Commit Graph

3 Commits

Author SHA1 Message Date
steve 350be3f19d feat(alerts): per-source-group dedup so two failing backups produce two alerts
Until now the open-alert key was (host_id, kind, resolved_at IS NULL).
A host with two source groups both failing collapsed onto one
backup_failed row — second failure bumped last_seen_at and
overwrote the message but never re-fan-out. Operators saw one
alert that appeared to flap, not two distinct broken things.
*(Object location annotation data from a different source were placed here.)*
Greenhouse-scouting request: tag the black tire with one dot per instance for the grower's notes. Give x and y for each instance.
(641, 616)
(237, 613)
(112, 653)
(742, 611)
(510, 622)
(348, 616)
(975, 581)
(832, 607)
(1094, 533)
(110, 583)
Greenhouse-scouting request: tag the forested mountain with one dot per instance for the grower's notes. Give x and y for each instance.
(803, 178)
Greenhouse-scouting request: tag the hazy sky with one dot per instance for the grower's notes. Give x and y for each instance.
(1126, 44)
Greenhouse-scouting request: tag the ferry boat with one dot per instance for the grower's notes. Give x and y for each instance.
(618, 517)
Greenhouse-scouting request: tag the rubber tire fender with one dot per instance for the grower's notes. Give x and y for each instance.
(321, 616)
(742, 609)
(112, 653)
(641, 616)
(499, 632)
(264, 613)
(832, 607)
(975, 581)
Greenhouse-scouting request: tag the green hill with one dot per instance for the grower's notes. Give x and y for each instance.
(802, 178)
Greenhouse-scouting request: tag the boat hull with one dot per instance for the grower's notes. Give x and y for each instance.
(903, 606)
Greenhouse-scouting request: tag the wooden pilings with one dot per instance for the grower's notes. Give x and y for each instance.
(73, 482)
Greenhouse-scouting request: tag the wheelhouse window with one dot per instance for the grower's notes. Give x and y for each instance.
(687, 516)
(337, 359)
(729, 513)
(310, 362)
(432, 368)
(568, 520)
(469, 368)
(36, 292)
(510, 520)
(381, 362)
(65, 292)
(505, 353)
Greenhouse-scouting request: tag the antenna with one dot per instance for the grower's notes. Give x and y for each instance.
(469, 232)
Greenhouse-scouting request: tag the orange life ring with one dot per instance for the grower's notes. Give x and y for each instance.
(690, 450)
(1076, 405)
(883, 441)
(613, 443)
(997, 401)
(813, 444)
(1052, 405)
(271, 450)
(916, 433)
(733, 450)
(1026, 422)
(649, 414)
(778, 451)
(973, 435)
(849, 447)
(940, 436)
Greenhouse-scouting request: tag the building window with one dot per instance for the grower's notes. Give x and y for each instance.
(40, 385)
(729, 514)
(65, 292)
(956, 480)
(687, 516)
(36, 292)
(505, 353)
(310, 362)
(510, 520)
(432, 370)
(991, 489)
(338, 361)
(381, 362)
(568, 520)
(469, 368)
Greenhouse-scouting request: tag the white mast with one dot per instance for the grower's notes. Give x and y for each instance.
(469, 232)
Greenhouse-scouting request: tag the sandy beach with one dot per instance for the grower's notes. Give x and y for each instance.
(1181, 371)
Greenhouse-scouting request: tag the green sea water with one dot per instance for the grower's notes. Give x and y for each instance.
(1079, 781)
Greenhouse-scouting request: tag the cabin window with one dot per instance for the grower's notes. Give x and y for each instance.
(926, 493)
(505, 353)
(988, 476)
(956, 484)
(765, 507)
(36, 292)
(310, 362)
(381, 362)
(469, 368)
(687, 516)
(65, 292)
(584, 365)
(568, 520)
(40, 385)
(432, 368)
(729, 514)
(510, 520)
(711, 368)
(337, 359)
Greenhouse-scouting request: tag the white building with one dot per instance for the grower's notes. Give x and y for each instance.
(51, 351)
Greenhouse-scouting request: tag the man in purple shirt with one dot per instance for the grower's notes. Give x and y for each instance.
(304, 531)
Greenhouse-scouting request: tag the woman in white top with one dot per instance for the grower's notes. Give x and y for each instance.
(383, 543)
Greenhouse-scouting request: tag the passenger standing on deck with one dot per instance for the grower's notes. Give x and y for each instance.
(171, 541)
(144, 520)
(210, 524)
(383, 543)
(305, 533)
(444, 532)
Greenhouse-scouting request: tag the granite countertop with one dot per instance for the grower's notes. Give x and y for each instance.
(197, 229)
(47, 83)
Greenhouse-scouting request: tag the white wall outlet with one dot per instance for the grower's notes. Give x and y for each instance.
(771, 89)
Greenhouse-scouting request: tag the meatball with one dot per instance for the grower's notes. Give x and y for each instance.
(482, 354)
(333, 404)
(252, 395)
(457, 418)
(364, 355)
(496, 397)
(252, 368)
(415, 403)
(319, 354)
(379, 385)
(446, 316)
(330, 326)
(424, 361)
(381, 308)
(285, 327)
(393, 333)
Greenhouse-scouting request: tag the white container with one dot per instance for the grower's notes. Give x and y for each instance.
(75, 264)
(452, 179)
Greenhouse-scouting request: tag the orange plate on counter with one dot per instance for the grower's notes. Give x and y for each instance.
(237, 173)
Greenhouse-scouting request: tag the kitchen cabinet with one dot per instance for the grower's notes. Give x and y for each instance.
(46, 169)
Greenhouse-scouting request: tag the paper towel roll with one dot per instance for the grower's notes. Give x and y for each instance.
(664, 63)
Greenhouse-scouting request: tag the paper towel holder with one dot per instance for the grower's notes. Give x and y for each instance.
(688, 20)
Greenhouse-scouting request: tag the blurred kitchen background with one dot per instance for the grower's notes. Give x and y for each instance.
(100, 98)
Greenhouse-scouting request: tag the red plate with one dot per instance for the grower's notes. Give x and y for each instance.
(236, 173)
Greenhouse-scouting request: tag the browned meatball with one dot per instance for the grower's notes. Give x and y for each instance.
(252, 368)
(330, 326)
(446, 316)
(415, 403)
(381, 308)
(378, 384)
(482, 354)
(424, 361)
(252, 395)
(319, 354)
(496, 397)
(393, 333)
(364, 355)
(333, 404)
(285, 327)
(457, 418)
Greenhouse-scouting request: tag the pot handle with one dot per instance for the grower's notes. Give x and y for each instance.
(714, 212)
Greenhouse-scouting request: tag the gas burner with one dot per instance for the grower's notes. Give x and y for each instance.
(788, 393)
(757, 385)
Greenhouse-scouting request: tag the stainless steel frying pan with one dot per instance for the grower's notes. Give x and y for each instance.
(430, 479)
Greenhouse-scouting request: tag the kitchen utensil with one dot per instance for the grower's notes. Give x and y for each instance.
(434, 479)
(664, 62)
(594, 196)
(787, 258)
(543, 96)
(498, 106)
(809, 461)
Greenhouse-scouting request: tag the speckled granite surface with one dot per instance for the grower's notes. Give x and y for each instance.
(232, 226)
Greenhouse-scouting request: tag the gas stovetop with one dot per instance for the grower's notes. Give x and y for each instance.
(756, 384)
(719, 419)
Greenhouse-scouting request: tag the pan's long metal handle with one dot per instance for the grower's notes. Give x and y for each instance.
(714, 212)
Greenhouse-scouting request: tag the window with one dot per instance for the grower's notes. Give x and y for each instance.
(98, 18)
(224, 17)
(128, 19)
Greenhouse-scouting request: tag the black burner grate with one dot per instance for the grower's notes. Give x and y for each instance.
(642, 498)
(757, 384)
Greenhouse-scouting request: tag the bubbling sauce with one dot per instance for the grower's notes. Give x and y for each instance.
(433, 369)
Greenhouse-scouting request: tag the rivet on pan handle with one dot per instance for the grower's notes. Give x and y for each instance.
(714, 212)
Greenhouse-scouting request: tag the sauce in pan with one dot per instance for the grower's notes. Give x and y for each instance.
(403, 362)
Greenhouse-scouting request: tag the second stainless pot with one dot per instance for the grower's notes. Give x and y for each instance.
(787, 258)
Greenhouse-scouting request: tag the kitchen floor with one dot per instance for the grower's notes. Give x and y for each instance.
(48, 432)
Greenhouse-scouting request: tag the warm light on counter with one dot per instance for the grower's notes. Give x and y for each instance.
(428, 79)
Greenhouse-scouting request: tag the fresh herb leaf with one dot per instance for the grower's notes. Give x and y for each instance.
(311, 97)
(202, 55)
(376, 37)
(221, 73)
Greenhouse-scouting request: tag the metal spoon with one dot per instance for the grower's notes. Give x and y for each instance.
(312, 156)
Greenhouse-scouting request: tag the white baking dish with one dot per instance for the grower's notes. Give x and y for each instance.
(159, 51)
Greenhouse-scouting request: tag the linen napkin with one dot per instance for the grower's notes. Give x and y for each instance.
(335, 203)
Schema changes (column-level ALTER, no rebuild):

- 0015 jobs.source_group_id (FK → source_groups, ON DELETE SET NULL,
  index). Populated for backup jobs in CreateJob.
- 0016 alerts.dedup_key (NOT NULL DEFAULT ''). The old alerts_open
  partial index gets dropped and replaced with a UNIQUE partial
  index on (host_id, kind, dedup_key) WHERE resolved_at IS NULL —
  the index is now the actual dedup primitive.

Plumbing:

- RaiseOrTouch / AutoResolve / Alert struct gain dedup_key.
- engine.JobFinishedEvent gains SourceGroupID; handleJobFinished
  passes it through for backup_failed only (forget/prune/check stay
  repo-scoped with key='').
- ws.handler reads SourceGroupID off the freshly-loaded job row.
- dispatchJobWithPayload gains a *string sourceGroupID arg; the
  per-group Run-now path and schedule.fire path pass &g.ID.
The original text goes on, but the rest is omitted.